The explanation of this incident is given in the exegetical portion of this Commentary. Several points of interest come out upon comparison of the Scripture narrative with that given by Josephus. The Jewish historian is fuller on the adulation offered to Herod than is St. Luke. He notices the remarkable silver garment which Herod wore on the occasion, and the effect it produced on the people, adding that "presently his flatterers cried out, one from one place and another from another, though not for his good, that he was a god. And they added, "Be thou merciful to us, for although we have hitherto reverenced thee only as a man, yet shall we henceforth own thee as superior to mortal nature. Upon this the king did neither rebuke them nor reject their impious flattery." St. Luke distinctly makes the same charge, stating that he was smitten because he gave not God the glory. He permitted himself to listen to and accept the flattery, and failed to see that in so doing he openly and publicly insulted the Divine majesty. This God never will permit. He is jealous—in the high sense of that term—of his sole and sovereign rights, and immediately punishes all who dare to claim the honor, which is due alone to him. Flattery of the creature may never rise to this height. Man can commit no sin so heinous as that of assuming Divine honors and rights. The most striking illustration is that of Nebuchadnezzar, whose pride swelled to a claim of Divine power and honor, and was, immediately upon his boastful utterance, smitten of God with a most humiliating disease. It is said that Antiochus the Great, because he sinned in a similar high-handed way, was brought low by a disease like that which afflicted Herod. We may consider some of the reasons why there is such jealousy of the Divine rights, and why Jehovah's honor he will never give to another.
I. THE SOLE CLAIM OF GOD IS ESSENTIAL TO OUR RIGHT RELATIONS WITH HIM. We are required to love God with all our heart, and mind, and soul, and strength. We cannot unless he be indeed the one add only God. We are to recognize our relations with him as Greater, and to admit the claims which this relationship brings. But we cannot conceive of two Creators; he hath made us, and he alone. Our life is to be under his present gracious lead; in all our ways we are to acknowledge him, and to feel that he directs our paths; but only confusion can come into our thought and life if our daily allegiance is to be in any sense divided. Sin only gains its heinousness in our sight when it is thought of as committed against the one supreme will, and redemption has no point if it be not our recovery to the harmony of that one will. Illustrations may be taken from the confusion created by dualistic and polytheistic systems. Men never could be quite sure that they had propitiated the right god, and a constant anxiety wore away the hearts of even the sincerely pious.
II. THE SOLE CLAIM OF GOD IS THE FOUNDATION OF MORALS. The connection between the two tables of the Law needs to be carefully considered. "Thou shalt love thy neighbor as thyself" is an injunction without force save as it follows on the great command to "love God with all our heart." The life of morality is love to the one living God. The spirit of sonship is the inspiration of brotherhood. If a man truly loves God he will love his brother also. Illustrate from the uncertainty of all moral systems associated with polytheism. Some of the gods became even the patrons of impurity and immorality. Oar one God being the "ideal of goodness," his service must be wholly pure.

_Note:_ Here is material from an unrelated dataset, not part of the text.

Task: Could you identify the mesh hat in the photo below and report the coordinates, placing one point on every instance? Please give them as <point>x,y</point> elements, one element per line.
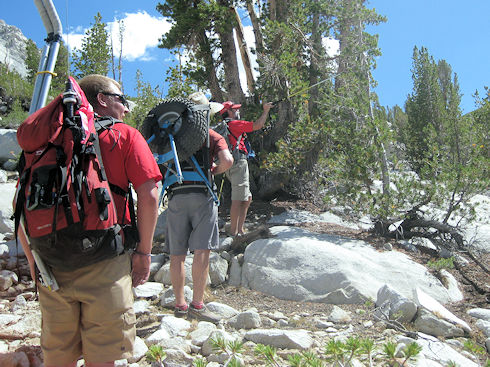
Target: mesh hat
<point>228,105</point>
<point>200,98</point>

III. THE CLAIM OF MAN TO DIVINE HONORS REVEALS HIS UTMOST DEGRADATION. The claim has been made again and again, but only by men utterly abandoned, mastered by pride and self-conceit, and only after the crushing down of all reverence. Self-will may go great lengths and keep within human limits; it becomes Satanic when it dares to rival God and claim for itself Divine rights. When such heart-baseness is declared, the man must come under the immediate and awful judgments of God, even as Herod did.—R.T.